Warning: Relation 5483029 has a member (id: 5481564) of an unsupported type "relation"
Skipping OSM relation 5483029 as its type tag (S.C.Tursib S.A) is not a route.
Warning: Relation 5515258 has a member (id: 5481563) of an unsupported type "relation"
Warning: Relation 5515258 has a member (id: 5481564) of an unsupported type "relation"
Skipping OSM relation 5515258 as its type tag (null) is not a route.
java.lang.ArrayIndexOutOfBoundsException: Index -1 out of bounds for length 9
at it.osm.gtfs.input.GTFSParser.readRoutes(GTFSParser.java:245)
at it.osm.gtfs.commands.gui.GTFSRouteDiffGui.readData(GTFSRouteDiffGui.java:102)
at it.osm.gtfs.commands.gui.GTFSRouteDiffGui.(GTFSRouteDiffGui.java:50)
at it.osm.gtfs.commands.CmdRelDiffGui.call(CmdRelDiffGui.java:32)
at it.osm.gtfs.commands.CmdRelDiffGui.call(CmdRelDiffGui.java:26)
at picocli.CommandLine.executeUserObject(CommandLine.java:2041)
at picocli.CommandLine.access$1500(CommandLine.java:148)
at picocli.CommandLine$RunLast.executeUserObjectOfLastSubcommandWithSameParent(CommandLine.java:2461)
at picocli.CommandLine$RunLast.handle(CommandLine.java:2453)
at picocli.CommandLine$RunLast.handle(CommandLine.java:2415)
at picocli.CommandLine$AbstractParseResultHandler.execute(CommandLine.java:2273)
at picocli.CommandLine$RunLast.execute(CommandLine.java:2417)
at picocli.CommandLine.execute(CommandLine.java:2170)
at picocli.shell.jline3.PicocliCommands.invoke(PicocliCommands.java:283)
at org.jline.console.impl.SystemRegistryImpl.execute(SystemRegistryImpl.java:1228)
at org.jline.console.impl.SystemRegistryImpl.execute(SystemRegistryImpl.java:1273)
at it.osm.gtfs.GTFSOSMImport.interactive(GTFSOSMImport.java:176)
at it.osm.gtfs.GTFSOSMImport.main(GTFSOSMImport.java:202)

The relation 5515258 in this case is the last one in the downloaded relations.osm file (/home/koenvh/gtfs-osm-import/cache).
For the fullrels CLI option closes "normally":

The relations generation will not continue as there are no OSM stops with a GTFS id on OpenStreetMap!
Please run the "stops" command and upload the new stops to OSM first!

Strange because the code in CmdGenerateRoutesFullRelations.java constructs gtfsIdOsmStopMap (osm stops) which shouldn't empty as the stops.osm file is not empty.
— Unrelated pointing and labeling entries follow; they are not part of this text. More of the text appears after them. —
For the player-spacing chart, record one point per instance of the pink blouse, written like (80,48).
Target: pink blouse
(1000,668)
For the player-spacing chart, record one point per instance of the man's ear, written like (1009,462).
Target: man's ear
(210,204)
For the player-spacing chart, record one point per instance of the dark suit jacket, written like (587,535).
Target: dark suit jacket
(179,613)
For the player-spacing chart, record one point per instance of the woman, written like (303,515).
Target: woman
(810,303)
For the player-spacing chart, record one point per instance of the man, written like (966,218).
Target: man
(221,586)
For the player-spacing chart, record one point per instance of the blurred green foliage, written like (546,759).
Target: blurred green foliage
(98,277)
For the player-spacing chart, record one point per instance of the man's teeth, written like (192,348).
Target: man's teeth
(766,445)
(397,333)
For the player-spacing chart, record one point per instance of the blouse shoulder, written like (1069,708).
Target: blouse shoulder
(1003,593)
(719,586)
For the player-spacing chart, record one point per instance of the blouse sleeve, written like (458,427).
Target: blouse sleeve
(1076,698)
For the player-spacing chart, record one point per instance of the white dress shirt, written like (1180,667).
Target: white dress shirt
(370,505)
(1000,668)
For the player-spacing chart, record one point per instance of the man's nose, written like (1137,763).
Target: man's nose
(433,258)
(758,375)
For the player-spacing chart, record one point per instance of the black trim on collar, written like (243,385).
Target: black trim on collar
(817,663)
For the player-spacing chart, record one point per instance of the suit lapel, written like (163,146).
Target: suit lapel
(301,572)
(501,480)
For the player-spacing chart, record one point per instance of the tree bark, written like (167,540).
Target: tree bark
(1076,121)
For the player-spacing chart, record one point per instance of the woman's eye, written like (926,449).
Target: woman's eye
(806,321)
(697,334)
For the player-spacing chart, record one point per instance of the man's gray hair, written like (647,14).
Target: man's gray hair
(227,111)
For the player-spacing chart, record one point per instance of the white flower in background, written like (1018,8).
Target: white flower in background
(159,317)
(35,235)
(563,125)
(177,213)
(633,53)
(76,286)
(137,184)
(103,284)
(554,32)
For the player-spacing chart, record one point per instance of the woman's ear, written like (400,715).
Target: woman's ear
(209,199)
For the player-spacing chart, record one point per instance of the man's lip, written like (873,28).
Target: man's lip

Still looking for that "This tool generates relations without checking if there are existing ones on OSM at the moment." (which should be based on GTFS only not?) :)

reldiff/reldiffx:

I'll look into this crash and i'll let you know

For the fullrels CLI option closes "normally":

This is expected. Basically, the gtfsIdOsmStopMap map checks for the GTFS stop ID tag on the OSM nodes, in your area no OSM stops have a corresponding GTFS stop ID tag. So you have to first upload the new stops created with the stops command to OSM as suggested, then you can execute the fullrels command to generate relations.

Still looking for that "This tool generates relations without checking if there are existing ones on OSM at the moment." (which should be based on GTFS only not?) :)

I meant that the "sync" behavior to check the differences between GTFS and OSM data is only implemented for stop nodes at the moment. The tool still doesn't have a system to check differences between GTFS routes and OSM relations.

OK, thanks.

This is expected. Basically, the gtfsIdOsmStopMap map checks for the GTFS stop ID tag on the OSM nodes, in your area no OSM stops have a corresponding GTFS stop ID tag. So you have to first upload the new stops created with the stops command to OSM as suggested, then you can execute the fullrels command to generate relations.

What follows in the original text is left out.